The embodiments illustrated in FIGS. 2A-2C assume an identical
camera device oriented in portrait mode and having a same sensor
aspect ratio. Regarding FIGS. 2B and 2C, FIG. 2B represents an
embodiment in which the sensor aspect ratio 212 is greater than the
capture aspect ratio 216, and FIG. 2C represents an embodiment in
which the sensor aspect ratio 222 is less than the capture aspect
ratio 226.
[0030] Referring now to FIG. 2A, reference 202 represents the
dimensions of the sensor aspect ratio of the image sensor of the
camera device when positioned in portrait orientation, and
reference 204 represents the dimensions of the resulting landscape
image captured in accordance with the disclosed method. Referring
now to FIG. 2B, reference 212 represents the dimensions of the
sensor aspect ratio of the image sensor of the camera device when
positioned in portrait orientation, reference 214 represents the
dimensions of a portrait image produced by a cropping of the sensor
aspect ratio 212 (first crop), and reference 216 represents the
dimensions of the landscape image resulting from a cropping of the
portrait image 214 (second crop). Referring now to FIG. 2C,
reference 222 represents the dimensions of the sensor aspect ratio
of the image sensor of the camera device when positioned in
portrait orientation, reference 224 represents the dimensions of a
portrait image produced by a cropping of the sensor aspect ratio
222 (first crop), and reference 226 represents the dimensions of
the landscape image resulting from a cropping of the portrait image
224 (second crop).
[0031] As will be apparent from the following disclosure, in
embodiments in which the sensor aspect ratio that is less than the
capture aspect ratio, the landscape image 204 resulting from the
disclosed method has a greater field of view than the landscape
image 226 resulting from the conventional method. In embodiments in
which the sensor aspect ratio that is greater than the capture
aspect ratio, the landscape image 204 has the same field of view as
the landscape image 216 resulting from the conventional method.
[0032] In the detailed discussion that follows, FIGS. 3A-3G and
4A-4J are provided to illustrate examples of conventional methods
typically implemented to achieve a landscape image. FIGS. 3A-3G
support an example of a conventional method used to capture a
landscape image when the camera device is positioned in landscape
orientation. FIGS. 4A-4J support an example of a conventional
method used to capture a landscape image when the camera device is
positioned in portrait orientation.

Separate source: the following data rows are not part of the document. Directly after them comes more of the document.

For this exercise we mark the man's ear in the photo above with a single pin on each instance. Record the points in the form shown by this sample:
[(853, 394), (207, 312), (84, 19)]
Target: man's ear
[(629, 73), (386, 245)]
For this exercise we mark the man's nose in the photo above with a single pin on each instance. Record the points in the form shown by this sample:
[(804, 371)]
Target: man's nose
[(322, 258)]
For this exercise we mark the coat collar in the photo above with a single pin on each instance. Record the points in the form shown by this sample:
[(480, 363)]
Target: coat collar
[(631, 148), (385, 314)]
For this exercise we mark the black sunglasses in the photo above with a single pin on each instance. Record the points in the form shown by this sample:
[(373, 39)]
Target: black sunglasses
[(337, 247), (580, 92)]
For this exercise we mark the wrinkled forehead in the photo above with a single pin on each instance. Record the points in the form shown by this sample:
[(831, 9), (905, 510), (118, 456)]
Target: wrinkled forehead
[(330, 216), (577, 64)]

As discussed more fully below,
the landscape images produced using the conventional methods do not
maintain a consistent field of view. Furthermore, when compared to
a landscape image generated using the disclosed method, a landscape
image derived from a portrait image using the conventional method
suffers from a significantly reduced field of view.

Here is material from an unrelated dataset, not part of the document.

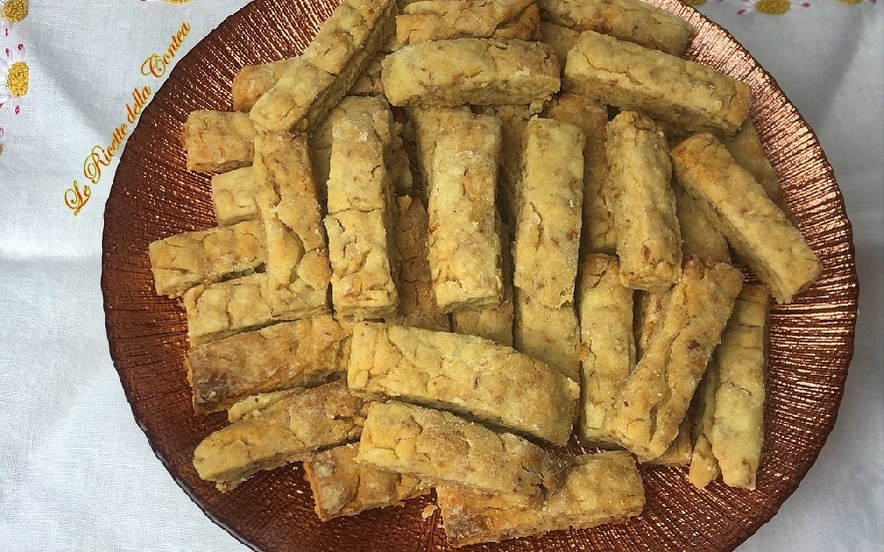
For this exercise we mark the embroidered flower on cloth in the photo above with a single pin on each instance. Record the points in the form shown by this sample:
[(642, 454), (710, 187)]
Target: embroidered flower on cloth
[(772, 7), (12, 11), (14, 78)]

[0033] Referring now to FIGS. 3A-3G, various images are shown in
accordance with an example of a conventional method for rendering a
landscape image when the device is positioned in a landscape
orientation. Image 302 of FIG. 3A illustrates an example scene that
is to be captured by a camera device. When capturing a landscape
image using this conventional method, the device 304 is positioned
in landscape orientation as shown in FIG. 3B. Image 308 of FIG. 3C
illustrates a first capture of the scene exposed to the camera
device's image sensor. In the example illustrated in FIG. 3C, the
image sensor has a 3:2 aspect ratio, although it should be
appreciated that sensors having other aspect ratios may be
implemented in this and other embodiments disclosed herein.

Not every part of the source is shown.